Slow domestic investment holding nation back: UBS

2016/10/11

It will be difficult for the Taiwanese economy to stage a meaningful recovery in the short term because of insufficient domestic investment, UBS said yesterday.

Kevin Zhao, head of the Swiss banks global sovereign, currency and fixed-income division, said that Taiwanese have a large chunk of savings, but are reluctant to invest in the domestic market to push up the real economy.

According to the Directorate- General of Budget, Accounting and Statistics (DGBAS), the nation’s excess savings — the amount of savings that exceed planned investments — are expected to total NT$2.61 trillion (US$82.8 billion) this year.

At the same time, the excess savings rate — the ratio of savings to gross national income — is likely to hit a 29-year high of 14.89 percent.

While domestic investments in Taiwan are slowing, Taiwanese are keen to move their funds overseas, causing an adverse impact on the local economy, Zhao said.

Data compiled by the central bank showed that Taiwan’s financial account — which includes direct and portfolio investments — registered a net outflow of US$15.4 billion in the second quarter.

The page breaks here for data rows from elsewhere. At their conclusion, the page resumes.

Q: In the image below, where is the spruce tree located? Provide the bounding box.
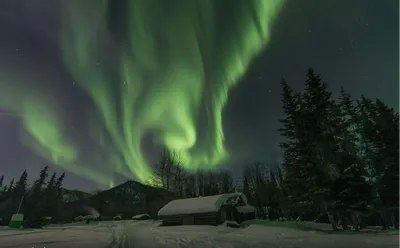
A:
[279,79,310,208]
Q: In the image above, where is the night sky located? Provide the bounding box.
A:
[0,0,400,190]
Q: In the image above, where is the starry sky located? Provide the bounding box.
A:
[0,0,400,190]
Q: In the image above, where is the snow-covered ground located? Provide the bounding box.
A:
[0,221,400,248]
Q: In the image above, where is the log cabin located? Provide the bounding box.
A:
[158,193,256,226]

It was the 24th consecutive quarter in which Taiwan recorded a net financial account outflow.

Zhao said he does not see a quick turnaround for Taiwan, as the current obstacles facing the nation are likely to keep the economy weak over the next two years.

Zhao said that he understood that the central bank has been trying to make the New Taiwan dollar cheaper to boost the nation’s export competitiveness.

However, there is limited room for the bank to push down the NT dollar because of the nation’s large pile of foreign exchange reserves.

As of the end of July, the nation’s foreign exchange reserves hit a new high of US$434.09 billion, marking the sixth consecutive month that they smashed the previous record.